Essas premissas podem afetar os direitos fundamentais, uma vez que a vida que desenvolvemos online pode ter impacto direto em nossa liberdade e direitos. A quantidade de dados pessoais que circula pelo mundo começa a dificultar quanto esses direitos são afetados, dada a grande estrutura existente para coleta de metadados. Como exemplo, a Google processa mais de 24 petadados por dia e o Facebook sobe mais de 10 milhões de fotos por hora, impondo novos desafios no âmbito dos direitos fundamentais. São cada vez mais numerosas novas formas de mensuração de dados, como relógios, pulseiras ou óculos inteligentes, que mapeiam hábitos do cotidiano como a localização, o número de passos, as calorias queimadas, a temperatura do corpo, os batimentos cardíacos, dentre outros.
A geolocalização se comporta como se fosse uma “espacialização da Internet das Coisas”. Com base nos três principais tipos de infraestrutura de geolocalização – o Global System for Mobile communications (GSM), o GPS e o WiFi –, todo o modelo converge para os smartphones, que nos conecta a mapas de navegação, serviços geográficos personalizados (como pontos de interesse próximos), realidade aumentada, controle dos filhos por aplicativos de celular, geomarketing, entre outros. Empresas como Google, Apple e Microsoft têm se utilizado desses recursos sem que os usuários – que são também os fornecedores dos dados – estejam conscientes deles. Com isso, o Google, por exemplo, tem sido penalizado em países como Espanha, Itália, Alemanha, Coreia do Sul e Estados Unidos por interceptar informações e extrai-las sem consentimento.
A vida está – e estará cada vez mais – sob vigilância constante. Por isso é necessário fortalecer o direito à proteção dos dados pessoais e os demais direitos fundamentais relacionados à vida privada, tanto no direito nacional quanto internacional. Esta é uma resposta válida aos novos desafios que o desenvolvimento das tecnologias digitais traz à dignidade e à liberdade pessoal.
Em um clássico exemplo do elixir que se transforma em veneno, os dados massivos contribuem para a tomada de decisões racionais, mas, por outro lado, também podem se converter em um instrumento de poder e, inclusive, de repressão, prejudicando os cidadãos. O desenvolvimento tecnológico potencializa ofensas, pois aceleram, por meio de blogs, foros, webs ou redes sociais, a disseminação de injúrias e violações à intimidade ou à imagem.
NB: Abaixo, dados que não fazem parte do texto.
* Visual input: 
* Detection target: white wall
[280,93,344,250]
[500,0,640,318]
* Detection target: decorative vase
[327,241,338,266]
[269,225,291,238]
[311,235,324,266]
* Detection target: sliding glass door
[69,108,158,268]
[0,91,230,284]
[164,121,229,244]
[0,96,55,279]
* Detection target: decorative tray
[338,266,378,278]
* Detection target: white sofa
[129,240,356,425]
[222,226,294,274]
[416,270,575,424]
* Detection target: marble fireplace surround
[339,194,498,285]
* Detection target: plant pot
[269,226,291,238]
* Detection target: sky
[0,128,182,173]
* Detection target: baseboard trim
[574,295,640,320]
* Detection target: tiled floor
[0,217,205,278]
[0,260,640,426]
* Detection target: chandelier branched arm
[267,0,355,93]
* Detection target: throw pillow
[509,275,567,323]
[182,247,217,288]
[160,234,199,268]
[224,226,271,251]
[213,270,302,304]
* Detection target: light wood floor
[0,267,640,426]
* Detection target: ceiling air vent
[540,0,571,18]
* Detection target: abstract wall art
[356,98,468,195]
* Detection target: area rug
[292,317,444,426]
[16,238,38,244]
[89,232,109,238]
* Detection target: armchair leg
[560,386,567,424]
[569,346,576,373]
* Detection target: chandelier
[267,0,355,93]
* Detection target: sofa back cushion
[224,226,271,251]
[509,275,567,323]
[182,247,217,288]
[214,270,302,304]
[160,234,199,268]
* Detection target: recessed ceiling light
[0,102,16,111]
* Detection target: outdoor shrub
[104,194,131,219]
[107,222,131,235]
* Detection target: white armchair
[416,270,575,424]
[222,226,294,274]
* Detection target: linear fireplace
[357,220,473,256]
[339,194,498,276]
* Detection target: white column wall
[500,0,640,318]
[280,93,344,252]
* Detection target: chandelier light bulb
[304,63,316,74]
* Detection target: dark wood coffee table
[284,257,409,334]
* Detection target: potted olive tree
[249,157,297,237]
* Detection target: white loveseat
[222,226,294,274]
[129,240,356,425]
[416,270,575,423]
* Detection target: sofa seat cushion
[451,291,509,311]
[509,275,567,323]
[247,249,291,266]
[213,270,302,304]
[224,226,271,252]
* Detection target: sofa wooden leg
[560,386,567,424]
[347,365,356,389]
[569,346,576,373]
Afinal, nas palavras da jurista espanhola Ana Garriga Domínguez, a informática pode fazer nossas vidas tão visíveis para quem controla os grandes bancos de dados pessoais quanto peixes coloridos em um aquário.
Caberá aos estados, no século 21, buscar mecanismos de proteção de seus cidadãos em um meio no qual os dados pessoais passam a ser globais e dispostos como commodities em um mercado privado. Movimentos de proteção a dados pessoais se proliferam mundo afora na esteira do “my data, my rules”, ou mesmo do “direito a ser esquecido”. A ONU tem se esforçado para demonstrar aos governos a importância da geolocalização. Na Europa, a Carta de Direitos Fundamentais e o Convênio Europeu de Direitos Humanos têm apresentado algumas respostas, no sentido de exigir uma regulamentação sobre o tema que garanta a neutralidade da tecnologia e imponha às empresas que a programem em seus algoritmos, possibilitando que a sociedade se beneficie de forma plena de todas as possibilidades econômicas e benefícios sociais dessas tecnologias. No entanto, a frase de Castells, “não à globalização sem representação”, ainda ecoa. Os governos locais estão hipossuficientes sob a força dessa inovação tecnológica.
Luiz Ugeda é Advogado e geógrafo, Presidente do Instituto Geodireito e autor do livro Direito Administrativo Geográfico – Fundamentos na Geografia e na Cartografia oficial do Brasil, lançado em 2017.